# Coo Coo Ca Choo



## Yotehntr (Nov 17, 2010)

Talking Walrus Tusk Ivory here! Went on a winter vacation trip and bought this at a knife shop in Gatlinburg TN.. It was a piece of ancient walrus tusk ivory. I'll show the progression into a call.. For the barrel I chose Red Morrell burl. The bead is the Ancient Walrus tusk ivory, the toneboard I made from Hippo tooth Ivory. (O-ring fitted) I didn't buy the whole tusk, just the 2" piece. (this call is already sold)

The whole tusk (at the store)








The 2" section, just cut it out round


----------



## youngdon (Mar 10, 2010)

Yellow mother custard dripping from a dead dogs eye.

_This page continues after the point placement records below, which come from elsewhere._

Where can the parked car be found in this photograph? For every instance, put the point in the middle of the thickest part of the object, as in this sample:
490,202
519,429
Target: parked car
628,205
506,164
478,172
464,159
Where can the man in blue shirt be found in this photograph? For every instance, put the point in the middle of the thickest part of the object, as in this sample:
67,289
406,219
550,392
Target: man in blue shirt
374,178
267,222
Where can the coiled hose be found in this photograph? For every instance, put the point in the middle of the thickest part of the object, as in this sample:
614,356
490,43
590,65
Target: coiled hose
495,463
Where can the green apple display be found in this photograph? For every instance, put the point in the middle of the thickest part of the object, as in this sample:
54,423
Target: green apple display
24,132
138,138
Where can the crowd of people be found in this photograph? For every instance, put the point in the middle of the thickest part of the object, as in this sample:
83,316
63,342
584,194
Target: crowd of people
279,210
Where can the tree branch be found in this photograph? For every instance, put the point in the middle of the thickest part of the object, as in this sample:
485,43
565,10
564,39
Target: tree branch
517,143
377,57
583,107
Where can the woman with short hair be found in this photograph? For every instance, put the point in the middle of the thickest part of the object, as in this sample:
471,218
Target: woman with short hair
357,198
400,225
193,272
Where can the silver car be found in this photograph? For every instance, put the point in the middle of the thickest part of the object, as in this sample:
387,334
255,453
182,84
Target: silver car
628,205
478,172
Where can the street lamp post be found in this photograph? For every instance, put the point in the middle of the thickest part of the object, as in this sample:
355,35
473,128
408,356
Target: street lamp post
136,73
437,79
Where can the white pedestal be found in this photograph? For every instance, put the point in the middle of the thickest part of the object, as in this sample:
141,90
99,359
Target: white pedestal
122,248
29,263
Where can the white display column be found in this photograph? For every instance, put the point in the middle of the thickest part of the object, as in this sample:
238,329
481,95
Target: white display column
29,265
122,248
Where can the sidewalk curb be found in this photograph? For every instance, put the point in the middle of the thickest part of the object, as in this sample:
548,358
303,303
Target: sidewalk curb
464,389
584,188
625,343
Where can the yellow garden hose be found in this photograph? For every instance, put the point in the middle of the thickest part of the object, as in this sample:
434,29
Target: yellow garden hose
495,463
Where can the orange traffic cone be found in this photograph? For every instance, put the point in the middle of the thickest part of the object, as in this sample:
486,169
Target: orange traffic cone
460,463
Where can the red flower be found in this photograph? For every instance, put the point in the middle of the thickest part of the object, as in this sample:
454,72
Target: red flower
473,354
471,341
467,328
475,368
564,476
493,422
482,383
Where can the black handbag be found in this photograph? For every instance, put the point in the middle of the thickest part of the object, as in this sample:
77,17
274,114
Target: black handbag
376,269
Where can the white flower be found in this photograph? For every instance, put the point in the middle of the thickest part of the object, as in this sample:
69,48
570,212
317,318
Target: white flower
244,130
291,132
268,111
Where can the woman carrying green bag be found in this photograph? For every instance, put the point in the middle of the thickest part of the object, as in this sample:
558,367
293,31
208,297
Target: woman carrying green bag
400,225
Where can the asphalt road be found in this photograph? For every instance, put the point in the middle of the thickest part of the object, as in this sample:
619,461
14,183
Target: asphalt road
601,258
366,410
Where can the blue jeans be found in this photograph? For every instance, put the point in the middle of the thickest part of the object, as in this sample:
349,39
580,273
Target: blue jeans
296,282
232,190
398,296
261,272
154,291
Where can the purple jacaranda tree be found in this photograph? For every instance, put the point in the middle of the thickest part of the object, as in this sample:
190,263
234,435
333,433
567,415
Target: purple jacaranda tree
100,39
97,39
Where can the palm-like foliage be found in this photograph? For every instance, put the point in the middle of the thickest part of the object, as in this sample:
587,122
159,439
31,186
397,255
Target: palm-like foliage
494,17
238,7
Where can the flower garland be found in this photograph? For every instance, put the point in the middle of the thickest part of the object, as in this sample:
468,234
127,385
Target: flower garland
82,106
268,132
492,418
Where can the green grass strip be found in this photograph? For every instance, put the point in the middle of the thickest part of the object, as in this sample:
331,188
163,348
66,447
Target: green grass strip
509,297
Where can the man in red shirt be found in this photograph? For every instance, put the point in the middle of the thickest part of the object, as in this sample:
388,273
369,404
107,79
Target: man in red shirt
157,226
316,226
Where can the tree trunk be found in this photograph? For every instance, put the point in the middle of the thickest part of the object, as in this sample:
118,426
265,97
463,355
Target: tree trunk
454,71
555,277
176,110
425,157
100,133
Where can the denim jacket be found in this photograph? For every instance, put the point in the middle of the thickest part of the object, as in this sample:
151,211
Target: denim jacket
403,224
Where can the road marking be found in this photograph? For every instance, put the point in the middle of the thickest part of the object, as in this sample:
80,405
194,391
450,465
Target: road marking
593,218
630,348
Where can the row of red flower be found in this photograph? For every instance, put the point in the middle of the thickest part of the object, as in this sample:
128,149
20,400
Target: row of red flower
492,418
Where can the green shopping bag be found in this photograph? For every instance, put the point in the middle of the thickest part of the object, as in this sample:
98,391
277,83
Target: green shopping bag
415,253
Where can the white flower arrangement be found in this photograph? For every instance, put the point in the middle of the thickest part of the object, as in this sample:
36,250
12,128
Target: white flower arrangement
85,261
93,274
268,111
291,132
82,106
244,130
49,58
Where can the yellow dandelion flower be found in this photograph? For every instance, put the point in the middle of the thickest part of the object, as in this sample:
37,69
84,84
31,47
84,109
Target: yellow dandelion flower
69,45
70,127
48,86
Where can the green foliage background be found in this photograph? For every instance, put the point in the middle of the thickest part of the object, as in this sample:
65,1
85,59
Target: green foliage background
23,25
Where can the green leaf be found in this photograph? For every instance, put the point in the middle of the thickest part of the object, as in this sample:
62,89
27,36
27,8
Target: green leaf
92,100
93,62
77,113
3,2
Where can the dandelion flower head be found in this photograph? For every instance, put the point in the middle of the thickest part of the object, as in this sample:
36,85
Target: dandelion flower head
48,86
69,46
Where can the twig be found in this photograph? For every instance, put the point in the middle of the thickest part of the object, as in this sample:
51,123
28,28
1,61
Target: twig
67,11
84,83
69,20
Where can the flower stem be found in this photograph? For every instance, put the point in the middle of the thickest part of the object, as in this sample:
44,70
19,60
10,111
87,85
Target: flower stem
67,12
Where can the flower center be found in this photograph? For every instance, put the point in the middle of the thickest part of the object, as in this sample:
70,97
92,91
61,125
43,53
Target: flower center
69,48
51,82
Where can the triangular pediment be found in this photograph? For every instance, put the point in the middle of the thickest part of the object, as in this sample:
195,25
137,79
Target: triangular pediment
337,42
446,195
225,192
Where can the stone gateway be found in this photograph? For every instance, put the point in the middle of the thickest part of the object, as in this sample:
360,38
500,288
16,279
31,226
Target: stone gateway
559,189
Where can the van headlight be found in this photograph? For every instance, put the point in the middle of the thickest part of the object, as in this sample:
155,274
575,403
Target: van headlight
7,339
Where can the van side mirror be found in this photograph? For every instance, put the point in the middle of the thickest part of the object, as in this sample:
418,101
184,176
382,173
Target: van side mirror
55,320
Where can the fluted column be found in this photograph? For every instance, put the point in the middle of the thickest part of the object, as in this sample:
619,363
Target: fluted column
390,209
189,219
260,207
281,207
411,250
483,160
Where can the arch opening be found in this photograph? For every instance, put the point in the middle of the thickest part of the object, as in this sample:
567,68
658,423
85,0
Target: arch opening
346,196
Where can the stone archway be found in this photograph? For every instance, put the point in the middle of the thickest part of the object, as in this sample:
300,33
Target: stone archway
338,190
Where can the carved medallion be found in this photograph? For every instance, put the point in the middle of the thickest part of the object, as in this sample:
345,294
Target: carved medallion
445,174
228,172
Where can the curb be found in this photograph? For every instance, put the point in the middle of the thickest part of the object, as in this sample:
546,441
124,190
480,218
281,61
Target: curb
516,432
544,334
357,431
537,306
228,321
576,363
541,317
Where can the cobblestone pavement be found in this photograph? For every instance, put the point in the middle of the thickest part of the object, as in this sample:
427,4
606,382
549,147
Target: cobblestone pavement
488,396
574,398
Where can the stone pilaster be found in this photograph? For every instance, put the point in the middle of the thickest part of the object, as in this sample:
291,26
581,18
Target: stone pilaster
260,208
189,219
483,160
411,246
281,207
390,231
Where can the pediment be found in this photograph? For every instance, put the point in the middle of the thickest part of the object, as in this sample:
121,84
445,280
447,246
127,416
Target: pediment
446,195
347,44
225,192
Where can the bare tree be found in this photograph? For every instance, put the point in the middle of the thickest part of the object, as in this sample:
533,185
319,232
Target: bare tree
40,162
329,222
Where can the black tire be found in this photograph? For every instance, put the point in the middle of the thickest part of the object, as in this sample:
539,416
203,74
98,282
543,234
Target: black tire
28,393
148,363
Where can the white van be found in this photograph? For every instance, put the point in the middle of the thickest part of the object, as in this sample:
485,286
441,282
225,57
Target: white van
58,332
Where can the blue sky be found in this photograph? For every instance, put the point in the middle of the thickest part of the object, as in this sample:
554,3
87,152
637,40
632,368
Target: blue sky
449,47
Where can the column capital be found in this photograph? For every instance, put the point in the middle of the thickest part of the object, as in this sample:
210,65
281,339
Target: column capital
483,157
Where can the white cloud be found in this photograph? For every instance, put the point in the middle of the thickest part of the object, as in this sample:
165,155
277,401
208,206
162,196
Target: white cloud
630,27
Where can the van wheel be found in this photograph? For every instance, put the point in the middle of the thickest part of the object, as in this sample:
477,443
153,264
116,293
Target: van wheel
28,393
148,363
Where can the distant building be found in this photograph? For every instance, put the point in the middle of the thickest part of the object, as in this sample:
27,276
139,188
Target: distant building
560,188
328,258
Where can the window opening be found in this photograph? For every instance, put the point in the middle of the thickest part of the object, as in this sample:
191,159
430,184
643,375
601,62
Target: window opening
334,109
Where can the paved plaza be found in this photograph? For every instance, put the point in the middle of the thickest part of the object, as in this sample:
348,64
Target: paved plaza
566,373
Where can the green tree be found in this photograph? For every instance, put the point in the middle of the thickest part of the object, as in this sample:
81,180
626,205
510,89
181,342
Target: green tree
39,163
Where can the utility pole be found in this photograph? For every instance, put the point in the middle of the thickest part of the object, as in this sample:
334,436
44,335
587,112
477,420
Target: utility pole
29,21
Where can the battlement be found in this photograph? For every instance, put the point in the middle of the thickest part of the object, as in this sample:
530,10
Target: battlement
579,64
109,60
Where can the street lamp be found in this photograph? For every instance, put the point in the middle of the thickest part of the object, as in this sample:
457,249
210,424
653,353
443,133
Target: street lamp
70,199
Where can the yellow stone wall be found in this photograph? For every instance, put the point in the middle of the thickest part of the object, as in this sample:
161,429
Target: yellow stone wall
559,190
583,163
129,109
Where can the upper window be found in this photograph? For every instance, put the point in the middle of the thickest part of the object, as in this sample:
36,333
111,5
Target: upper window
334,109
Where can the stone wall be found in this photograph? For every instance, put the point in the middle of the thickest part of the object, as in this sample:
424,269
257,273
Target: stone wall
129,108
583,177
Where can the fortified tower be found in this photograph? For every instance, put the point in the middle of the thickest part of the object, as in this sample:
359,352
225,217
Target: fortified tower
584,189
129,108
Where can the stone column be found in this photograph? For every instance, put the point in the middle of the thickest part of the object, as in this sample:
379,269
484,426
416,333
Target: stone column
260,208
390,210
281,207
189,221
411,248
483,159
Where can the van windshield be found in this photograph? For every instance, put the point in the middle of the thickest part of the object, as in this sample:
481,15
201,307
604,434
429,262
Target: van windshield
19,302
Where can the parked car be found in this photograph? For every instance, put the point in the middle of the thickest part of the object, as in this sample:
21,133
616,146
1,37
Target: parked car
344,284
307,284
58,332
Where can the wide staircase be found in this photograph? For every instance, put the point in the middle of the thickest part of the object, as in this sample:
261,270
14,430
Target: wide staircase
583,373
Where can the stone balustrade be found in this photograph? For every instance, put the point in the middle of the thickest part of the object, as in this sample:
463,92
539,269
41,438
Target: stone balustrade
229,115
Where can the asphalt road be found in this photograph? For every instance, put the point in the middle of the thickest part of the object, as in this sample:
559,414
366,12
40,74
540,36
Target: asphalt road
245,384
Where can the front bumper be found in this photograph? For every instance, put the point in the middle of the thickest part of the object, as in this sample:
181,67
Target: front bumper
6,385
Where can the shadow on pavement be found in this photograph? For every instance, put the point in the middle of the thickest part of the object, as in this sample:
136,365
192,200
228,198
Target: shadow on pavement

Beautiful as always Brad, but I'm still stuck on the Hackberry and Buffalo.


----------



## Mattuk (Oct 16, 2010)

Best band in the world Don!

Lovely Brad, really nice looking!


----------



## hassell (Feb 9, 2010)

She's a beaut. ( Matt might comment on the gender usage ), as always real craftsmanship.


----------



## bar-d (Feb 3, 2010)

Purty. But how do they know it came from a talking walrus?


----------



## Mattuk (Oct 16, 2010)

bar-d said:


> Purty. But how do they know it came from a talking walrus?


Because the apeman told him!


----------



## Yotehntr (Nov 17, 2010)

LOL ya'll ain't right! Thanks for the compliments!


----------



## Mattuk (Oct 16, 2010)

Brad where do you go to get these materials?


----------



## Yotehntr (Nov 17, 2010)

Mattuk said:


> Brad where do you go to get these materials?


This was at a little knife shop in a little tourist town. (Gatlinburg TN) I buy my burls at different places I usually find on the web... I'll buy small portions 1st to see the quality of the materials 1st. I've got ivory in trade for calls before too.. after folks started seeing that I'll use pretty exotic stuff I'll get requests on occasion..


----------



## youngdon (Mar 10, 2010)

Geez it's been a few years since I've been to Gatlinburg. My parents used to take us there on vacation when we were teens, and my parents continued to go until a few years ago.


----------